Avec la nomination de Marc Nadon à la Cour suprême, le gouvernement de Stephen Harper a finalement fait déborder le vase. Dans le meilleur des mondes, le simple fait que les membres du plus haut tribunal d'une fédération bilingue puissent être nommés par le seul premier ministre du gouvernement central constitue déjà un accroc sérieux au principe fédéral. Or, avec M. Harper, nous sommes rarement dans le meilleur des mondes...
Depuis 2006, le premier ministre a promu à la Cour suprême deux juges unilingues anglais, Marshall Rothstein et Michael Moldaver, consacrant ainsi une discrimination de facto contre tous les juristes et tous les justiciables francophones qui, contrairement aux Anglo-Canadiens, ne peuvent espérer être compris sans interprète de l'ensemble des juges. Que cela bafoue l'égalité des deux langues officielles ne semble pas déranger ce gouvernement.
Le cas du juge Nadon est différent.
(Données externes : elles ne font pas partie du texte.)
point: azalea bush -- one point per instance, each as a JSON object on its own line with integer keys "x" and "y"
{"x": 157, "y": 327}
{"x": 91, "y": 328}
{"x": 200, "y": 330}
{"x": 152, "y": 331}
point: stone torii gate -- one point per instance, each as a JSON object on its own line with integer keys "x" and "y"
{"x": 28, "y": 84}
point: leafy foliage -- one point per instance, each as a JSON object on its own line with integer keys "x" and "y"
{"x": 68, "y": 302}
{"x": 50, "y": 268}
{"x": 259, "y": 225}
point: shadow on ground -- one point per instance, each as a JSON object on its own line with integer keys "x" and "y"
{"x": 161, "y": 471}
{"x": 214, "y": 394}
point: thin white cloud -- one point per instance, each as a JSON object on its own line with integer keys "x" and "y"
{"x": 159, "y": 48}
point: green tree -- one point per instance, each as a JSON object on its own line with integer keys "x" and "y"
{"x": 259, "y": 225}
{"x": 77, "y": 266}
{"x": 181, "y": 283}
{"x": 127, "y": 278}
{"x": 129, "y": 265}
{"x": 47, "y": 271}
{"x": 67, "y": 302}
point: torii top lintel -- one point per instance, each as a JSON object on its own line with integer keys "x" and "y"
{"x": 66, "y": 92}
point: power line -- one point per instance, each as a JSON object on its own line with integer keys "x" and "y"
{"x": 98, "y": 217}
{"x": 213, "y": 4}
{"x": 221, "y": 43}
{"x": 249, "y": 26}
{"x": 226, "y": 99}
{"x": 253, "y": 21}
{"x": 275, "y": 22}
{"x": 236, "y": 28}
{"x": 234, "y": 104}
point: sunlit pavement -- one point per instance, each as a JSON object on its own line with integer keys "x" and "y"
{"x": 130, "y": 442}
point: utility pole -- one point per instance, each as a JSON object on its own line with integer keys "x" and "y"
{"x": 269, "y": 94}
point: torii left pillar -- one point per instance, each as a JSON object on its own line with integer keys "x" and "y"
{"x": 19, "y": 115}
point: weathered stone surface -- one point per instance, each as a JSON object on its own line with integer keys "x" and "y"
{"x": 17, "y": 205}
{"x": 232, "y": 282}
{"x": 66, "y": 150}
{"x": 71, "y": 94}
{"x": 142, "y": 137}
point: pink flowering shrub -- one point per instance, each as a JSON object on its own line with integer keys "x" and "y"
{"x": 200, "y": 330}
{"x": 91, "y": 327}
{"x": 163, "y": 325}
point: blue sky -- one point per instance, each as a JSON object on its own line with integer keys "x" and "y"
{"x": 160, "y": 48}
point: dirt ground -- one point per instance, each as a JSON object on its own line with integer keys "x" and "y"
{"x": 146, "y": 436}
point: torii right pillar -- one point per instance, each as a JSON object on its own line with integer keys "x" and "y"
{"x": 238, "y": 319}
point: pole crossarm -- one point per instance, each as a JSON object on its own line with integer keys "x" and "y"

L'article 6 de la Loi sur la Cour suprême stipule on ne peut plus clairement : «Au moins trois des juges sont choisis parmi les juges de la Cour d'appel ou de la Cour supérieure de la province de Québec ou parmi les avocats de celle-ci. » Or, la nomination de M. Nadon, juge de la Cour fédérale, ne remplit pas ces conditions.
Que M. Harper tienne en haute estime les compétences du juge Nadon ou qu'il croie important pour un juge québécois de la Cour fédérale de pouvoir siéger au tribunal suprême, cela reste sans conséquence. Pour une fois, il n'y a pas d'entourloupette possible. Le texte de la loi est suffisamment limpide pour être compris par un enfant d'école primaire...
Si le premier ministre tient absolument à voir son candidat à la Cour suprême, il n'y a qu'une voie possible et c'est un champ de mines politique qui risque de lui sauter en pleine face. Il devra modifier l'article 6 de la Loi au Parlement et déclencher, ce faisant, une crise politique qui aura des répercussions d'un bout à l'autre du pays, en plus de dresser tout le Québec contre lui.
Si M. Harper a pris le soin de demander là-dessus l'avis de la Cour suprême, c'est que dans son entourage, de forts doutes subsistent. Pour les membres de la Cour suprême, la question est délicate. Ils sont tous, ici, en situation de conflit d'intérêts. Et de leur décision dépend un peu la crédibilité de la Cour actuelle, qui a déjà du plomb dans l'aile sur le plan linguistique.
Selon les comptes rendus médiatiques, l'avocat du gouvernement fédéral a eu fort à faire devant l'interrogatoire empreint de scepticisme que lui ont fait subir quelques juges de la Cour suprême, lors des audiences de mercredi. Il est difficile d'imaginer l'argument qui pourra convaincre ces juristes chevronnés que même si le texte de l'article 6 dit blanc, il faut comprendre noir...
Le premier ministre Harper serait bien avisé de retirer la nomination de Marc Nadon et de puiser dans le réservoir de candidats admissibles à la Cour d'appel ou à la Cour supérieure du Québec. Dans le meilleur des mondes, il pourrait amorcer avec les provinces un dialogue sur une réforme éventuelle du mode de nomination à la Cour suprême, pour le rendre plus conforme au caractère fédéral, bilingue et plurinational du Canada.